The main brain chemical ecstasy affects is serotonin. The drug prompts the brain to produce higher levels of it. It’s for this reason that ecstasy use heightens feelings, emotions, and sensations.
But repeated use makes the body tolerant of the drug. This tolerance then makes it more difficult to achieve the effects with the same dose. As such, users have to keep increasing their dose to feel the same level of “happiness” they did before.
This signals the beginning of ecstasy abuse.
That said, failing to achieve these effects leads to withdrawal symptoms like depression. If users felt at ease and less anxious before the abusive behavior, they’ll now feel more worried. They may also become confused and display poor memory.
Is My Child Using Ecstasy?
A common sign of ecstasy use in children, especially teens, is a sudden change in their group of friends. As mentioned above, the “old crowd” can be their friends who don’t use the drug. They discourage its use, which is why your child no longer wants to be in their company.
Instead, you’ll notice that they now meet with strange or party-going people. They start going to more parties at night and coming home very late or in the wee hours of the morning. They may also start to avoid family get-togethers, where they won’t have access to the drug.
Your child may also begin doing badly in school exams and quizzes. You’ll start getting calls from school faculty members. These reports may be about your child’s academics or erratic behavior while in school.
Physical signs of ecstasy use include teeth clenching and constant complaints of thirst. Impulsiveness is also a telling sign. Your child may start displaying risky behavior, like sudden interest in extreme sports.
Note though that a sudden and huge increase in showing affection and love is also a telling sign. You may also notice an unusual level of happiness in them. These may sound pleasant, but anything that’s “weird and excessive” isn’t a good thing.
Is My Parent Using Ecstasy?
The physical signs of ecstasy abuse in adults are almost the same as in children. In the case of parents abusing the drugs though, certain symptoms can arise.
For instance, you may have noticed your mom or dad hanging out with people you’ve never met. You also don’t see your parents’ good, old friends anymore. They may also keep asking you to go to family events without them because they’re “busy”.
They may also go out late at night and come home still full of energy. Although they can become more loving and affectionate, they can also be quick to burst in anger.
If your parents use ecstasy, you may hear a lot of complaints about muscle pains and fatigue. They may have display confusion and forgetfulness. For example, they forget about parent meetings in school or mix up important dates.
Intervention for Ecstasy Abuse
It’s vital to respond promptly when a loved one shows ecstasy symptoms and warning signs. Not only because the effects of the drug’s use and abuse are a health danger. But also because they make people more vulnerable to predatory and dangerous people.

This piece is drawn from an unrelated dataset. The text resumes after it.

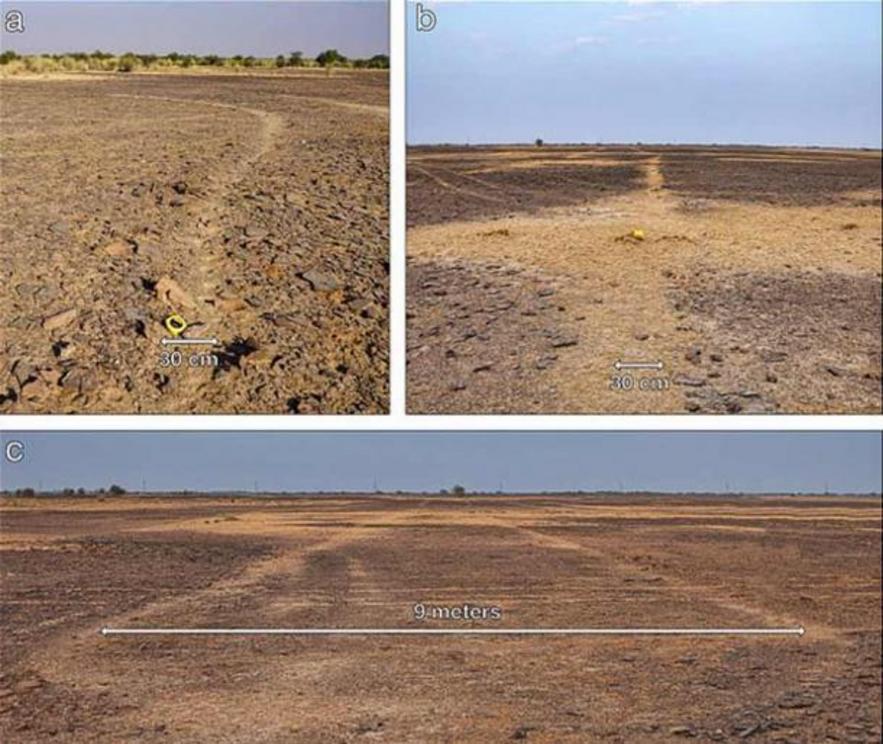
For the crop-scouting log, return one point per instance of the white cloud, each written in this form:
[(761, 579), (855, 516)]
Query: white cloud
[(589, 40), (638, 16)]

One of the best ways to help a loved one with ecstasy addiction is arranging an intervention. It’s the first step to helping them realize that they have become addictive or abusive. It’s key to showing them that their behavior endangers their lives.
That said, an intervention specialist can help ensure proper intervention. After all, there’s a process behind this life-saving method. A specialist can help increase the chances of successful results.